Alligators, like many other reptiles, don’t have sex chromosomes.
As a result, alligator gender isn’t determined by the interaction of the parents’ genes. Instead, it is completely decided by temperature.
When it’s egg-laying time, the female finds a nice large area on the bank of her swamp and digs a large hole, up to six feet wide. She then deposits up to fifty eggs and covers them with leaf debris and mud.
The soil and composting leaves provide the warmth the eggs need to mature. During the two-month incubation period, the mother guards the nest from the water nearby.
Gender is determined during the second and third week of incubation. If the temperature of the eggs is 86 °F or below, the alligators inside will all become females.
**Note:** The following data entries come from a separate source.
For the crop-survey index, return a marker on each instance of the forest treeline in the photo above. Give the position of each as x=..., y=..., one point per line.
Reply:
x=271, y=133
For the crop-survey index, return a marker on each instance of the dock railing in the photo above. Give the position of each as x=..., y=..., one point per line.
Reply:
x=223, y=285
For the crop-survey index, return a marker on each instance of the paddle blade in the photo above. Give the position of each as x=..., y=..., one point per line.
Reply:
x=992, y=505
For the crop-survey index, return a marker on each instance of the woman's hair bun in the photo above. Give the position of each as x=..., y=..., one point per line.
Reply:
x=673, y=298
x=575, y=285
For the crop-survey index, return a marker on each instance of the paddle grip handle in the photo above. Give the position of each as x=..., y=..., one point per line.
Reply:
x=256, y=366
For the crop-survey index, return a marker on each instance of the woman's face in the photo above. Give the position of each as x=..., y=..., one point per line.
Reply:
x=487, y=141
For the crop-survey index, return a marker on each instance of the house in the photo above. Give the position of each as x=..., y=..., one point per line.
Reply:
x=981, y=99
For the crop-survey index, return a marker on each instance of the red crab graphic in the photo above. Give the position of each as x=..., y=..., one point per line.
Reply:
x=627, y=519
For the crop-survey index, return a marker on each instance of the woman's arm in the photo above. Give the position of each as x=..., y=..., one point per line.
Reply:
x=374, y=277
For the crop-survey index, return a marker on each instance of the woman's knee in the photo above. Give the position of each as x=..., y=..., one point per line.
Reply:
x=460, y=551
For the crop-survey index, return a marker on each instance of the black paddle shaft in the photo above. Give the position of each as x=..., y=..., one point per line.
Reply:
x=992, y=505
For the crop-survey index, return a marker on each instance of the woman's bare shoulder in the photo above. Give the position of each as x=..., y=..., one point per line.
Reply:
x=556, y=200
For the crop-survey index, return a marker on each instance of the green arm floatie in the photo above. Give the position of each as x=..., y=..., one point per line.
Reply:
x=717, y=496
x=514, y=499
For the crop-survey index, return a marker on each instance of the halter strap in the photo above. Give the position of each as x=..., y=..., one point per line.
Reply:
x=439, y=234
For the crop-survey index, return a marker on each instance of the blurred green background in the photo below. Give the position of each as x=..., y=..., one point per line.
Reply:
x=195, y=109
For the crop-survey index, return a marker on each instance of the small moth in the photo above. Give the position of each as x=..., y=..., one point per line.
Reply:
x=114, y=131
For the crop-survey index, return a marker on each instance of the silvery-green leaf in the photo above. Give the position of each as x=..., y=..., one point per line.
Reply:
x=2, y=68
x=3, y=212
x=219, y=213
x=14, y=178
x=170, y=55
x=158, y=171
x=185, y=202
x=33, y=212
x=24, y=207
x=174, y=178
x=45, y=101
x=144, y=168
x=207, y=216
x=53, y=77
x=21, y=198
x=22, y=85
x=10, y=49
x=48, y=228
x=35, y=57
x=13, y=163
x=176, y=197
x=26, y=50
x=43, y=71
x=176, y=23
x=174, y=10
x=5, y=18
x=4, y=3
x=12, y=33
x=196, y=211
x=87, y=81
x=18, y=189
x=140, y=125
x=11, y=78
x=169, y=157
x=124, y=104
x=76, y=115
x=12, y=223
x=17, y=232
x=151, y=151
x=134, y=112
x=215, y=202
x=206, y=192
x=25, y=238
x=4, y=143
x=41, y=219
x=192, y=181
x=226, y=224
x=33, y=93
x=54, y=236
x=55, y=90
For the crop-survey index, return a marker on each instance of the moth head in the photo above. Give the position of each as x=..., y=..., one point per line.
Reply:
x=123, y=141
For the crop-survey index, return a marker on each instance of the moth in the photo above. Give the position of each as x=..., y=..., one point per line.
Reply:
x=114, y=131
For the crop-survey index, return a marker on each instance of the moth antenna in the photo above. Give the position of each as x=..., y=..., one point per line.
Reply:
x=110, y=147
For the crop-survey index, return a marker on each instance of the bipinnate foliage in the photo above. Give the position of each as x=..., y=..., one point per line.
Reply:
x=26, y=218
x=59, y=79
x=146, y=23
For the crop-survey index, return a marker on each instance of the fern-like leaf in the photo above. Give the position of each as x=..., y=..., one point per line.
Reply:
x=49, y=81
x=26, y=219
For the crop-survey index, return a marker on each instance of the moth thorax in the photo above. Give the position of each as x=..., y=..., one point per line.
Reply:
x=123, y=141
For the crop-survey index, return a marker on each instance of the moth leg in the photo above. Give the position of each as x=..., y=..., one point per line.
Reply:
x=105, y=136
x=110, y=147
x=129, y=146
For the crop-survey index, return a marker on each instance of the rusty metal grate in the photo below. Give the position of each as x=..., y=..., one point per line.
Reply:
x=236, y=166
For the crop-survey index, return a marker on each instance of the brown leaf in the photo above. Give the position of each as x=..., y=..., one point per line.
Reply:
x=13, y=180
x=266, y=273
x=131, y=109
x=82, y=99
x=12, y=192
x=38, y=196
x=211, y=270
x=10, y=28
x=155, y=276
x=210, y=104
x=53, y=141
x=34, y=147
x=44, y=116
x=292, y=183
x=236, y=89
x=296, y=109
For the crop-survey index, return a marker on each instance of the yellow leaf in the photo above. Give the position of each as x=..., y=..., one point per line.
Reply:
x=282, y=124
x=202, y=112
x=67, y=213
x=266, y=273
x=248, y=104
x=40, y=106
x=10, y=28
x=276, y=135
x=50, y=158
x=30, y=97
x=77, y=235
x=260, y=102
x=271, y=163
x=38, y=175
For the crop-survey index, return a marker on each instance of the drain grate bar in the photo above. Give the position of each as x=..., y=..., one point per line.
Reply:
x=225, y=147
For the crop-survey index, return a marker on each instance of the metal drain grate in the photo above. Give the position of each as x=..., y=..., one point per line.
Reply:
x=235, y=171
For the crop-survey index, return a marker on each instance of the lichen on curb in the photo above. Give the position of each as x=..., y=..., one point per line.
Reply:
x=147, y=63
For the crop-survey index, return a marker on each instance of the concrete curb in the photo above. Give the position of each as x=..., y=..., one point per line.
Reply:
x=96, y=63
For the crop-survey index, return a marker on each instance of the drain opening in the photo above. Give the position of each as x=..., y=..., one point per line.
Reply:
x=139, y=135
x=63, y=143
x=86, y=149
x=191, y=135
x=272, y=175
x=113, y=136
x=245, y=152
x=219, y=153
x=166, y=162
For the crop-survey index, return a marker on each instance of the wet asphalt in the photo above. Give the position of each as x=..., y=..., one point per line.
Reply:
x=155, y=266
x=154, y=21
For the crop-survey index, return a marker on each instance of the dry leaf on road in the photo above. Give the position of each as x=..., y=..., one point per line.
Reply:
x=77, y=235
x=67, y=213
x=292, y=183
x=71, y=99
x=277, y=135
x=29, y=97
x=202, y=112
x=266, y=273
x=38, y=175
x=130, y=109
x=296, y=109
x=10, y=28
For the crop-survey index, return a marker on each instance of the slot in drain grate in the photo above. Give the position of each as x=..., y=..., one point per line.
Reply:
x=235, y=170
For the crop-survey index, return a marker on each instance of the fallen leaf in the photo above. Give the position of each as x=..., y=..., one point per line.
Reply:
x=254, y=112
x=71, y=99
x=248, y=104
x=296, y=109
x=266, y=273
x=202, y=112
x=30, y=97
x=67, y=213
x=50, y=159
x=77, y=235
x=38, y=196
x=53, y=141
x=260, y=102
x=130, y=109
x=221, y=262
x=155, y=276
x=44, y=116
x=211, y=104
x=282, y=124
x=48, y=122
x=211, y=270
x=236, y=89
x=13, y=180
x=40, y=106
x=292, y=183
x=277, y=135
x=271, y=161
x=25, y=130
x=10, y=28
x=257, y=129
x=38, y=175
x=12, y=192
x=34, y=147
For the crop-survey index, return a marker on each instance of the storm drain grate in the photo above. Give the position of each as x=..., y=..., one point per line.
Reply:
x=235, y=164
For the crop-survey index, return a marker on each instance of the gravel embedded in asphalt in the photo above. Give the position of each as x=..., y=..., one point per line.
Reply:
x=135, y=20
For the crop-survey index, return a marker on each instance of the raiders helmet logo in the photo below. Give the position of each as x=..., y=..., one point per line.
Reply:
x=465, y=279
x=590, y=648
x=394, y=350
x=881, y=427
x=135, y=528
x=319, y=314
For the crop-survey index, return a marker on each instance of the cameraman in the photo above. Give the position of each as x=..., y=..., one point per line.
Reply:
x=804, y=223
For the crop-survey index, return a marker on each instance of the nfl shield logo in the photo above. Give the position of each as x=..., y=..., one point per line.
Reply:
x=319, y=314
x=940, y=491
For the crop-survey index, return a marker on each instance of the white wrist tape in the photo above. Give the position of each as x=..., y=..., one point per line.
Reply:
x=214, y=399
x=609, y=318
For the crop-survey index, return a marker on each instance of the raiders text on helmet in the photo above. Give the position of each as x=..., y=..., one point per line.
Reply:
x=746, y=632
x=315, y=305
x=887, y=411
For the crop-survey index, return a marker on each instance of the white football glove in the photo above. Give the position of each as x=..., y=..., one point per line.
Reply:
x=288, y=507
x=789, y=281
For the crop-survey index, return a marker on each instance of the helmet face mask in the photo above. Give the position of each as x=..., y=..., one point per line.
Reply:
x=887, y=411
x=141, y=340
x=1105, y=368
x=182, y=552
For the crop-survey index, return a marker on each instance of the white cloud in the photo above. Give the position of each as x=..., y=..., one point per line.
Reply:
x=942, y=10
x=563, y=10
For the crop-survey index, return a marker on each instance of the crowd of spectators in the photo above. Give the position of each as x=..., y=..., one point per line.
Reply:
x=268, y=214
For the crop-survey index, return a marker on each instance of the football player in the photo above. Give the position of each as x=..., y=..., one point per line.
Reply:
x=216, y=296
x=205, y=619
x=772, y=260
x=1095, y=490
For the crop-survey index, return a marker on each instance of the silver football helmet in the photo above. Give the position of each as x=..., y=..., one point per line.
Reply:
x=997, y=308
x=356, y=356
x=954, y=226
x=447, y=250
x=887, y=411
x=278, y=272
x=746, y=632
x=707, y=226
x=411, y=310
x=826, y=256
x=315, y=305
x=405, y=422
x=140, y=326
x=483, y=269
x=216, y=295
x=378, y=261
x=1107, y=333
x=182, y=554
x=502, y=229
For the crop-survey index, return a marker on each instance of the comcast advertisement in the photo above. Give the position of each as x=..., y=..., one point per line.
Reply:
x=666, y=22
If the temperature is 93 °F or above, the offspring will all be male.
If the eggs simmer at a more moderate 88 °F, as most nests do, the babies will be both male and female. At the end of incubation, the first mature babies begin to make a barking noise from inside their shells.
Barking alligators can be heard up to fifteen yards away, and this signals to Mom that it’s hatching time. The mother’s presence is crucial, as she uncovers the eggs from their buried home. If the mother isn’t available or fails to hear the barking, the offspring can’t hatch.
No matter what gender emerges, mother alligators continue to be very protective.
For the first two years of life, babies travel with Mom, sometimes on her back or in her mouth, and she aggressively guards them from predators like otters, turtles, skunks, raccoons, and other alligators.